J’ai faim, mais je sais déjà que je ne pourrai pas l’assouvir. Pas dans cette cité pareille à tant d’autres. Je suis de ces villes de province où la vie a quitté la rue. Elle s’est d’abord réfugiée dans les bistrots puis, quand ces derniers ont fermés, elle a rejoint le cimetière.
Les cimetières. C’est là que se terre la vie de la campagne. Dans ces vieilles venant fleurir la tombe de leur vieux. Dans ces veufs éplorés allant se recueillir sur la demeure de l’épouse trop tôt métastasée. La vie n’est plus dans les rues mais dans les cimetières.

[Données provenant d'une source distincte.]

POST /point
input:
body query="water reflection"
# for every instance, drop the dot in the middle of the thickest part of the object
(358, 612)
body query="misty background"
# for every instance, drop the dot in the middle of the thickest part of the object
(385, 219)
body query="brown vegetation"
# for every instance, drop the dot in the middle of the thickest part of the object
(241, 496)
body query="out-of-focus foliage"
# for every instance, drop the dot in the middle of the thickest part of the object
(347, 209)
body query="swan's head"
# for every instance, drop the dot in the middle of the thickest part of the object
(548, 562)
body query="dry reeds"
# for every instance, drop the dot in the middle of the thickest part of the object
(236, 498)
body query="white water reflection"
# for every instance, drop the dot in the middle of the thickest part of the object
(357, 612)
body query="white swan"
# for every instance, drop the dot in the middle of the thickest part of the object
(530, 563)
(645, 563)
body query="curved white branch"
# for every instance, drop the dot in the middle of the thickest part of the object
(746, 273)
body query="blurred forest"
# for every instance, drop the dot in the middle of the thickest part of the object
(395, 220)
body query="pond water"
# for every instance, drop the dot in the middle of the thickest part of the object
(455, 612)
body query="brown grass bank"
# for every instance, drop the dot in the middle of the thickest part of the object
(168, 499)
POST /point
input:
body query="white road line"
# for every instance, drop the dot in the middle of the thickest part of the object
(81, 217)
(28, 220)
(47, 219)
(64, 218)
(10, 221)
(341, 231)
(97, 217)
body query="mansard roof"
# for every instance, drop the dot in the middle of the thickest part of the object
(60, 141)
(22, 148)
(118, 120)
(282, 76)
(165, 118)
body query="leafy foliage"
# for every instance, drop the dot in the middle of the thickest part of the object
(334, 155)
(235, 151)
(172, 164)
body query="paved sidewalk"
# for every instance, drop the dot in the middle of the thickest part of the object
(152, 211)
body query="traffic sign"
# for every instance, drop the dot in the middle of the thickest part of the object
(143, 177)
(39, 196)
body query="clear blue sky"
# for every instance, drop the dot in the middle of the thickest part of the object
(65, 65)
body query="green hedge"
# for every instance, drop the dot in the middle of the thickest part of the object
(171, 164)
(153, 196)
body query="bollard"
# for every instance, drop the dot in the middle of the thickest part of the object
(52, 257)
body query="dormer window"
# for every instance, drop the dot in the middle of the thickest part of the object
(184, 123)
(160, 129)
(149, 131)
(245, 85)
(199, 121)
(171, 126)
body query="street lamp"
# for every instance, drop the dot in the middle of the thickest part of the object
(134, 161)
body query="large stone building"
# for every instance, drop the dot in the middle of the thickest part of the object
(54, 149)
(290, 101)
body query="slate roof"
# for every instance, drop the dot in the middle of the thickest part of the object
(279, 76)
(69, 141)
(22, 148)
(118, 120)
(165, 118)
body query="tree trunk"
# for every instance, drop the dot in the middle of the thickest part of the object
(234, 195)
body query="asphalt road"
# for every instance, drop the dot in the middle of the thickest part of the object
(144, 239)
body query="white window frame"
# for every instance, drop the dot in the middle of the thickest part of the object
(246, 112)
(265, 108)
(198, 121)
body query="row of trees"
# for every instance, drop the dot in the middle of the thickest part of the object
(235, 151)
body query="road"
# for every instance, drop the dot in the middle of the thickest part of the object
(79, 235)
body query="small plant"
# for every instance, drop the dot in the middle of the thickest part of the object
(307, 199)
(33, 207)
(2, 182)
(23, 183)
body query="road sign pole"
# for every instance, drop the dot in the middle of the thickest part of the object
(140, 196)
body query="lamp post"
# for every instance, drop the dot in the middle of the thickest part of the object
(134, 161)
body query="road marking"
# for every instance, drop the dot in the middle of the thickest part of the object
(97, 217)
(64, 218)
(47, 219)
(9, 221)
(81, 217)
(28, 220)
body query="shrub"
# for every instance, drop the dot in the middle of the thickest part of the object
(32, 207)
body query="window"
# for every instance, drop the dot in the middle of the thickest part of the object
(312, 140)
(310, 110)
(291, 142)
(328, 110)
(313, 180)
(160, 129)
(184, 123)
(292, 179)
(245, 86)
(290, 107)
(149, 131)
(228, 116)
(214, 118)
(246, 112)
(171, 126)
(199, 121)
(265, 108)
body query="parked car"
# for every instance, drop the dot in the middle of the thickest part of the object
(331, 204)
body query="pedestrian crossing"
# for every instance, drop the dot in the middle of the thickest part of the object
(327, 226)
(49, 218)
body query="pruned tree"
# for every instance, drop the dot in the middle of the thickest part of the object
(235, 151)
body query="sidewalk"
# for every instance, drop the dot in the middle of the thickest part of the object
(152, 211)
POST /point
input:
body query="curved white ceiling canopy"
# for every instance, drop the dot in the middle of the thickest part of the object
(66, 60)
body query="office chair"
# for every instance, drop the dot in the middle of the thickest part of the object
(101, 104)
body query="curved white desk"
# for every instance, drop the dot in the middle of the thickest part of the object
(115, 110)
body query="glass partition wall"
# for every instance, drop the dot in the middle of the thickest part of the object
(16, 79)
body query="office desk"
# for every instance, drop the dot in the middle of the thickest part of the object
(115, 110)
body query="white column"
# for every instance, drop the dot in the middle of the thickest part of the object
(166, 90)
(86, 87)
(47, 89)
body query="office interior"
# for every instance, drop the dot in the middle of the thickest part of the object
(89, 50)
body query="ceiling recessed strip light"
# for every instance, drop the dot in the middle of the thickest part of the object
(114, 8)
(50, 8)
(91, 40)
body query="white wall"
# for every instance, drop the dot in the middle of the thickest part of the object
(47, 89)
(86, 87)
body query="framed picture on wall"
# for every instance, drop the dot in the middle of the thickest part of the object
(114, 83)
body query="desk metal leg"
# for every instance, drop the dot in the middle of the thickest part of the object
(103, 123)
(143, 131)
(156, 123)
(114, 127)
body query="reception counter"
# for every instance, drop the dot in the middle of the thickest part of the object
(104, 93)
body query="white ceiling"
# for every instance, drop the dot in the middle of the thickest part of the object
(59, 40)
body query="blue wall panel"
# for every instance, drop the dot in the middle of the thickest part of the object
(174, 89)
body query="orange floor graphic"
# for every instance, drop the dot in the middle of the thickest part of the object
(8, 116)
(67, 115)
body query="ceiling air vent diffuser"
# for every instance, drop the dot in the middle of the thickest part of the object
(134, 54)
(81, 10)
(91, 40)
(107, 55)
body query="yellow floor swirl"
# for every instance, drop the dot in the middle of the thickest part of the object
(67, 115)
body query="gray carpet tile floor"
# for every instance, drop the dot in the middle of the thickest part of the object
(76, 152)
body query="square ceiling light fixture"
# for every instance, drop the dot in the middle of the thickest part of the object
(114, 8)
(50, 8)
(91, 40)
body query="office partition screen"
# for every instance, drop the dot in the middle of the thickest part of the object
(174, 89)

Balade dominicale sinistre à souhait. Les britanniques ont l’habitude d’y aller pique-niquer. Cela ne se fait pas ici. Mais pourquoi pas ? On jugeait jadis les fleurs artificielles comme un acte d’oubli. Maintenant elles sont partout. Fleurir les tombes : Remplacer le terreau par le polyester.
Je suis bien sombre aujourd’hui. Un jour de plus. La rue est vide. Je marche et j’entends mes pas résonner contre les façades ternes. L’éternité est bien longue pour ceux qui ont perdu le goût de vivre. On s’en accommode comme on peut. Le temps glisse sur moi comme la pluie sur le cuir qu’est devenue ma peau. J’attends une faucheuse qui ne vient pas. Elle n’oublie personne pourtant.
Ma malédiction hanterait mes rêves, si la nuit avait pitié de moi et m’offrait le sommeil. Je ne dors plus depuis si longtemps. Fini les rêves, les rires des enfants, les soleils levants qu’on espère. Fini l’attente. Et mes pas qui résonnent dans cette rue déserte, dans cette ville que je ne connais que trop bien.
Si seulement ils ne me traquaient pas. Si seulement ils savaient. Pourquoi m’avoir séparé de mes frères humains. Je me souviens du temps où on ne me redoutait pas. Je me rappelle de mes errances où, me demandant comment occuper ma journée, je me disais : « Peut-être rendrais-je service à la vieille ou au veuf en allant prendre leur vie sur la tombe de leur mort ? Un sang en libation aux noces des vies éteintes. Victimes consentantes d’une fade survivance, d’un trop long cauchemar. »
Et puis, d’un délicat revers de manche, m’essuyer le coin de la bouche encore teinté de rouge. Rouge comme ce point qui apparaît sur mon front dans cette vitrine. Serait-ce la fin de ma malédiction ? Au loin, j’aperçois un homme avec son fusil. Je le regarde bien en face et, doucement, porte la main dans la doublure de mon manteau, vide, en souriant.